Luis Gaitan ’10 CE is being recognized on the streets of Camden, New Jersey. He hears, “Oh, you’re the guy from the paper.” The paper is the Philadelphia Inquirer. What he’s not sure of is which story they’re referring to, because Gaitan has been featured twice in the past year. That’s what happens when you’re making a positive impact on the next generation in a place like Camden, which, like many cities, is in desperate need of role models for its youth.
Serving as an inspiration isn’t a “big idea” per se, but it’s a goal that few aspire to and even fewer achieve. Less than a decade after graduating from Villanova with a degree in civil engineering, Gaitan already has left an indelible impression on his hometown, resulting in media attention and a new children’s book based on his life. In November 2017, the Inquirer published “Inspiring: Why these Camden youths trained for the Philly Half Marathon,” which chronicles Gaitan’s mentorship program called “I Run This City: Camden, NJ.” In a May 2018 piece, “A Camden kid lived the story, and a Philly author wrote the book,” Gaitan and children’s fiction writer Martha Freeman are interviewed about her new book Zap!, which is based on his childhood. The Inquirer quotes him as saying, “I thought it would be wonderful for a brown kid in Camden to read a story about a fellow brown person.”
Gaitan’s adulthood is also worthy of a story. After earning his bachelor’s degree from Villanova in 2010 and a master’s from Rowan University in 2011, he made the unusual decision to enter the Navy, which took him to Afghanistan. When asked why he felt compelled to serve, he explains, “My parents came to the United States as undocumented immigrants from Nicaragua. America was the ‘land of opportunity’ and that’s exactly what it provided for me. I felt a responsibility to give back to the country that was so good to us.”
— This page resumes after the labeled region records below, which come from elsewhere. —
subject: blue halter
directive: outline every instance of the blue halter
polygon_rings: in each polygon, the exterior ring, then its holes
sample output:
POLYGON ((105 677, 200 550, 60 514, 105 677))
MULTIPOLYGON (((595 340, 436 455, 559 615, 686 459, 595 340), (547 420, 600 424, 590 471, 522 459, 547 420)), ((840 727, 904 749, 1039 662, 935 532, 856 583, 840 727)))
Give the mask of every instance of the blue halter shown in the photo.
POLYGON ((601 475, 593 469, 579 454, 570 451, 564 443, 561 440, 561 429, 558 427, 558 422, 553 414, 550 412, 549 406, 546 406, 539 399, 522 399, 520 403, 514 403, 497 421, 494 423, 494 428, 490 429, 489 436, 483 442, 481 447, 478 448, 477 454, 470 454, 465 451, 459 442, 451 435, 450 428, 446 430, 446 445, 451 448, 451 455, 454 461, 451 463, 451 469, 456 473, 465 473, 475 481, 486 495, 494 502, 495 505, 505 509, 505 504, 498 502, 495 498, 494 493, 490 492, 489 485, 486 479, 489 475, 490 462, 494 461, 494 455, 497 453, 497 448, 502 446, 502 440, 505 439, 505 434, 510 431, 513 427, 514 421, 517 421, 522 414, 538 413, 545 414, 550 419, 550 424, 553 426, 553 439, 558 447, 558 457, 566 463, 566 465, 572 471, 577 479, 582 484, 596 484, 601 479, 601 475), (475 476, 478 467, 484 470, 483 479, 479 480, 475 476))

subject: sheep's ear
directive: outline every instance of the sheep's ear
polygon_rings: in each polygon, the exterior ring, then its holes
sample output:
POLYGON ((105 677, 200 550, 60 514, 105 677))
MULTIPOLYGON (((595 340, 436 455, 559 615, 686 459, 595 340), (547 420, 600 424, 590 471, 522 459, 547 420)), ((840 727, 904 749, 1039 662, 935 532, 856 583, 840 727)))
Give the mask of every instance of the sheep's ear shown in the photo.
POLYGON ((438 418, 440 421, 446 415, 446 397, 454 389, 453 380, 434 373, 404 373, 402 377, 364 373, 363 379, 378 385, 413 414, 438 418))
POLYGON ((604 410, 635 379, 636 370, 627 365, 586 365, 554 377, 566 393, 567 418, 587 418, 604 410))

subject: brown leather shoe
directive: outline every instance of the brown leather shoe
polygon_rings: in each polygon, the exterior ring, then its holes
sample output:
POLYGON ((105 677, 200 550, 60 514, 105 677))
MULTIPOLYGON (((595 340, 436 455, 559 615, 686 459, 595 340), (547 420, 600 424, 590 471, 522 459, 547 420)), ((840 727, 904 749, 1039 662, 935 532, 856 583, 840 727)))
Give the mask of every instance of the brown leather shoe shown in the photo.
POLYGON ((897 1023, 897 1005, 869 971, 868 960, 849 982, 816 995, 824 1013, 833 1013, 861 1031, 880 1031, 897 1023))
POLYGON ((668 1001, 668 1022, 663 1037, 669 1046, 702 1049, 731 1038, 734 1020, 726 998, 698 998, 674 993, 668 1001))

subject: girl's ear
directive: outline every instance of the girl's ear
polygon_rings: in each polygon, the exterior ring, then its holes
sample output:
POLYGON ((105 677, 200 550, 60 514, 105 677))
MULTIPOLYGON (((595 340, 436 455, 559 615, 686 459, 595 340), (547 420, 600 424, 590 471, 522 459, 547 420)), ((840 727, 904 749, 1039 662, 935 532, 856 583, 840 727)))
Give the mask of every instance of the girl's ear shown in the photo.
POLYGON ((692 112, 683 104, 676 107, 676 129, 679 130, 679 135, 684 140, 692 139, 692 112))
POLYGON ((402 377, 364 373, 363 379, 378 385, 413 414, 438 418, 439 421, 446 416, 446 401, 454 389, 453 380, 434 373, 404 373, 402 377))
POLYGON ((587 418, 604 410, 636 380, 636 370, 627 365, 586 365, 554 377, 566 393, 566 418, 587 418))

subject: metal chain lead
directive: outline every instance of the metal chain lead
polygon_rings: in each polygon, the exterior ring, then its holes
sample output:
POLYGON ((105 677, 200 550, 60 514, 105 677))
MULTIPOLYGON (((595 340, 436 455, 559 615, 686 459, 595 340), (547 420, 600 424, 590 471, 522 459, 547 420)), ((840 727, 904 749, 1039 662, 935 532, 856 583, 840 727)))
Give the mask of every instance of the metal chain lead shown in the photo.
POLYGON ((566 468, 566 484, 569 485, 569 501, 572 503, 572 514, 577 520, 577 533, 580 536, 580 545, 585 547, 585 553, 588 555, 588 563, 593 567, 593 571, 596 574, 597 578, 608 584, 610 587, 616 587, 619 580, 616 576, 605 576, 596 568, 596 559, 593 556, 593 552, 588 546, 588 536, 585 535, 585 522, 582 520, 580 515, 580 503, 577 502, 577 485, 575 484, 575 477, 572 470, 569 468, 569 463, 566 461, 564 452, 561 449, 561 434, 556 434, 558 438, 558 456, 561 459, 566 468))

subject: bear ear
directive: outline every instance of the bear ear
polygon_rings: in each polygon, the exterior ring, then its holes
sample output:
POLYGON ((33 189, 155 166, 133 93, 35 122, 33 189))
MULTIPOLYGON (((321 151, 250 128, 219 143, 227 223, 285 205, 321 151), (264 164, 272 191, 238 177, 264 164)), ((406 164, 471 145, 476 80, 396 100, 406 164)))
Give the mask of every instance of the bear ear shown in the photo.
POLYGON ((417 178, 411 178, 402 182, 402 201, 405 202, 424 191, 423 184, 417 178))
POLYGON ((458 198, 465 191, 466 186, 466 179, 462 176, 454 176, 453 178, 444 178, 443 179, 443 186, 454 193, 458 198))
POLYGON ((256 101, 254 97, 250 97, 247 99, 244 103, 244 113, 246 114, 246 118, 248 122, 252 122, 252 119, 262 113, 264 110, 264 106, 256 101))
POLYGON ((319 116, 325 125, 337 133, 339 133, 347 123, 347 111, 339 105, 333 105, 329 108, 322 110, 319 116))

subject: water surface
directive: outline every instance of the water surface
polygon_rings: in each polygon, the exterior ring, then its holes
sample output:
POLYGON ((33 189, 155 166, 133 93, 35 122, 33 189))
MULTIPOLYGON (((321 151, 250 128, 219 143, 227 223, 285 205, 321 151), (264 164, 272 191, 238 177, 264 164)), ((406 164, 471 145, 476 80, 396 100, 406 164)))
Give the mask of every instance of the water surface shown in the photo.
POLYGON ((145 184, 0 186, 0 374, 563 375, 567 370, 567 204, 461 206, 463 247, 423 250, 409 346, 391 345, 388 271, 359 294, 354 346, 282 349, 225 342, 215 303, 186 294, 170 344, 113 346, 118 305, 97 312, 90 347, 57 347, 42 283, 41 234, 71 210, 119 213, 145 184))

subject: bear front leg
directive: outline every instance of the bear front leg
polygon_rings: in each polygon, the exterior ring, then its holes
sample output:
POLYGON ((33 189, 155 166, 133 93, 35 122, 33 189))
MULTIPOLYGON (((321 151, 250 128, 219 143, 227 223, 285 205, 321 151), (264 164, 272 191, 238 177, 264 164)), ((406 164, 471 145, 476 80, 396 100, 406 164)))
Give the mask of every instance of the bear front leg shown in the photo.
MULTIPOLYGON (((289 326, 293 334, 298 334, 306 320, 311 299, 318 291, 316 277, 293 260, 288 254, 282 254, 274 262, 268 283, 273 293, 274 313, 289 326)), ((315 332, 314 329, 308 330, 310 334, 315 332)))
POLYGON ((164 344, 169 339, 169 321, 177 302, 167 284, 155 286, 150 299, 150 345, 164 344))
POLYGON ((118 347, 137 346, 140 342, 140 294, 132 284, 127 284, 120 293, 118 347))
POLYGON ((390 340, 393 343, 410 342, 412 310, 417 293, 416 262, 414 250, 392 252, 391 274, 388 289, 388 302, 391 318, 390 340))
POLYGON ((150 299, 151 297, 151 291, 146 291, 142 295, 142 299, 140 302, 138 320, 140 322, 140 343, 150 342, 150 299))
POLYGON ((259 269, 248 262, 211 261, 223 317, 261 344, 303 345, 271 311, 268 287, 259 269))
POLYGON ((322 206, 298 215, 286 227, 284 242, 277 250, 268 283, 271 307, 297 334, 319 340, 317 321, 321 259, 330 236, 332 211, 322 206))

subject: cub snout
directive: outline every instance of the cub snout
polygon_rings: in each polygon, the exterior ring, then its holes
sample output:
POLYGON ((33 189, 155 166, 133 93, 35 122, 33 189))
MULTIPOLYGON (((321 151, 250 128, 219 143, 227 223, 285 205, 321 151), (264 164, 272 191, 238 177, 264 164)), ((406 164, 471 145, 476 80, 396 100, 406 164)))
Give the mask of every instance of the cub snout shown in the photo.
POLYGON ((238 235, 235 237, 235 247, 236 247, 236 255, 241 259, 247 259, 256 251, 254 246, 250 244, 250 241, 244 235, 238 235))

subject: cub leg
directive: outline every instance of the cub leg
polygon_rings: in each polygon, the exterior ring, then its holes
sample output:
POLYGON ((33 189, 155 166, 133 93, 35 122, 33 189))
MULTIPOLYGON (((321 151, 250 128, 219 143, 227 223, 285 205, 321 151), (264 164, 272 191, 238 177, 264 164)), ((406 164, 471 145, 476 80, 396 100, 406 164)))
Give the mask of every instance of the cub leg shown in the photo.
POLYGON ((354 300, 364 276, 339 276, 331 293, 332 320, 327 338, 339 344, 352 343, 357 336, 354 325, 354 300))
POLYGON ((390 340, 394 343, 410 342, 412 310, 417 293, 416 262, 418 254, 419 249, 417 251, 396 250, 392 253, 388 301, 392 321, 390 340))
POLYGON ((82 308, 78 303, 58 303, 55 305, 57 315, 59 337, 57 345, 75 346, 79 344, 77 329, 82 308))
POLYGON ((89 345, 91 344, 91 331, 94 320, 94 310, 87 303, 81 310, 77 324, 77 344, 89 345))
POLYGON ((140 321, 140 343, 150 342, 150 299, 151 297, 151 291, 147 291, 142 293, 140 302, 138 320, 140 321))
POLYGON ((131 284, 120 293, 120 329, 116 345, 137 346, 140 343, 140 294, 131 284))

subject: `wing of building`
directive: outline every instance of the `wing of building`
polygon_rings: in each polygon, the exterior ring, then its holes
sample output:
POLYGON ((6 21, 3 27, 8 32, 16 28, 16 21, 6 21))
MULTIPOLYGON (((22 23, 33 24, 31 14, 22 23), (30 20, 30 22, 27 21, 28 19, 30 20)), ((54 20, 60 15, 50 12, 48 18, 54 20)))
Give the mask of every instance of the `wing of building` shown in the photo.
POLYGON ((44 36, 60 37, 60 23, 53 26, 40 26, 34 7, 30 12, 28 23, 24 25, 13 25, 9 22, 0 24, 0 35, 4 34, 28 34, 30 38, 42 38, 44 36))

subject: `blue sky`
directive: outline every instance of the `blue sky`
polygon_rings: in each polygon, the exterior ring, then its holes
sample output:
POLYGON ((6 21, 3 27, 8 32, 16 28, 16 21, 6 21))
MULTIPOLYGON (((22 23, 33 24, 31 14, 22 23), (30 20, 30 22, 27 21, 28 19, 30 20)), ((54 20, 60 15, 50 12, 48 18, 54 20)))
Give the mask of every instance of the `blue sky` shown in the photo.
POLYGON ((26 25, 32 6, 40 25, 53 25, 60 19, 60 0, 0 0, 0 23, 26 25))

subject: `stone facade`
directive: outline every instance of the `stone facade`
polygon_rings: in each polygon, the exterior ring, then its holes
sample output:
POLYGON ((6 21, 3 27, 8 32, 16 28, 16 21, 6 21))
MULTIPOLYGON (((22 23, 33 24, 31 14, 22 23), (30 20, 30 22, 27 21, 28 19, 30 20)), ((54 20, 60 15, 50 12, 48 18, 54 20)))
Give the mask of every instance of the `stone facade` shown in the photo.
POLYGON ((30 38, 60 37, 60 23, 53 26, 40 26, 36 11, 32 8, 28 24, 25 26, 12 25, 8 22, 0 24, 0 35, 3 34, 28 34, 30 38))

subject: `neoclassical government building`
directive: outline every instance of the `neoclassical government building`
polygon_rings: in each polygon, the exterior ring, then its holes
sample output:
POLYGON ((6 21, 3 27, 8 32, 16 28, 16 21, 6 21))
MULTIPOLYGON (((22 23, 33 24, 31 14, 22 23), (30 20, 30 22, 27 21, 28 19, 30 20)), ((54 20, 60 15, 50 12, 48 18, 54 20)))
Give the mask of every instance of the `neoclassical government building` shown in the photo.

It was during his time overseas that Gaitan had an epiphany that prompted his return to his hometown. “In 2013, Rolling Stone wrote a scathing piece about Camden, and I was very angry. I questioned why I was thousands of miles away trying to solve another country’s problems, when there were countless problems at home that I could contribute solutions to.”
Gaitan saw in Camden’s youth the opportunity to make change. “Coming from humble beginnings, I didn’t know much of the world outside my neighborhood,” he says. “I want these kids to be more aware of their options than I was.” “I Run This City,” which he modeled after “Students Run Philly Style,” allows him to spend time with those from a background similar to his own and to mentor them. “It serves as a physical and social outlet for them, and I’m kind of a big brother they can talk to—in Spanish, if need be—about school, family and social issues.” He’s pleased that the 12-to-18-year-olds are open with him and he finds his reward in “seeing how they grow from day-to-day and week-to-week, and knowing where they are headed after graduation.”
Gaitan’s interest in building connections extends to his career as a transportation engineer for HNTB Corp. “I think too many engineers overlook the social engineering that’s involved in our daily work,” he says. “As a civil engineer, I’m not just building a bridge or a highway. Our work can literally connect—or disconnect—individuals and communities and we need to be more conscientious of the impact we can have.”
While he plans to continue his successful engineering career, Gaitan can see himself having an even greater impact on Camden by serving in public office, where he says there are not enough STEM-minded people. To that end, he’s making a run for city council in June 2019.
Regardless of the outcome, Gaitain’s commitment to family and community will anchor him. He advises, “Never forget where you came from and always let it guide where you’re going.”